During the 2013 bow hunting season, BHA member Dan Martel observed a horseman and motorcyclist driving cattle on the border of the South San Juan Wilderness in Colorado. The motorcyclist was illegally off-road and had driven right past a “No Motor Vehicles” sign at the trailhead. Dan approached the cattlemen and was able to take a number of photographs that explicitly identified the violation. However, because Colorado's OHV identifiction remains small and very difficult to read, other identifying information was needed.
Dan returned to the trailhead where he identified the trailer and tow vehicle using tracks and engine temperature of the tow vehicle. He then contacted Chris Ortiz, a law enforcement officer for the Rio Grande National Forest and provided photographs, a detailed description of the incident, location, and physical descriptions of the suspects.
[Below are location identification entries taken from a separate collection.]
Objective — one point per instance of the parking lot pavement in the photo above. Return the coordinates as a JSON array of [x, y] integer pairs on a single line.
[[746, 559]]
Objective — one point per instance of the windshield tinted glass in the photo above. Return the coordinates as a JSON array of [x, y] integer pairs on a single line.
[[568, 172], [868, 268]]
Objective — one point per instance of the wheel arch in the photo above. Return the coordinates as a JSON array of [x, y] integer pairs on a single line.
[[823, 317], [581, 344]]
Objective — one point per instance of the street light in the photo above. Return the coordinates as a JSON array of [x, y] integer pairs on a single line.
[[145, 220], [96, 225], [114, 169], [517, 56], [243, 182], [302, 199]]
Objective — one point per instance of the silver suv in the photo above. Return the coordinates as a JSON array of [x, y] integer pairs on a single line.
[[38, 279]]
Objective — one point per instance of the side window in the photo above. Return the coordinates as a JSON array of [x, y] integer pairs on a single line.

Thanks to the high quality information that Dan provided, the suspect was issued a citation for using a motorized vehicle in a closed area. In a follow-up email Mr. Ortiz thanked Dan, stating “I just wanted to thank you for reporting the motorcycle you observed off road, in a closed area. Through your pictures, I was able to identify the individual on the motorcycle and I have issued him a violation notice for his actions.”
In return for sticking his neck out to protect our public land and wildlife habitat from illegal motorized use, Backcountry Hunters & Anglers has awarded Dan with a $500 reward. If you see illegal motorized use while in the field, keep in mind the following suggestions from Dan:
1) If you have the opportunity to take photographs, make sure the time and date on your camera are accurately set and DO NOT edit the photos. Meta data from photographs may be key evidence in court.
2) Record as much identification information as possible. Photographing the license plates of the vehicles at the trailhead was key in this situation.
3) Record every detail as soon as possible. For example, Dan used the movie function on his camera to verbally record what he had seen.
4) Photograph the subject with easily identifiable landmarks in the background and/or recording the physical location on a map or GPS coordinates. Dan used a well-known rock formation in the background to geographically place the suspects.
5) Contact law enforcement as soon as possible.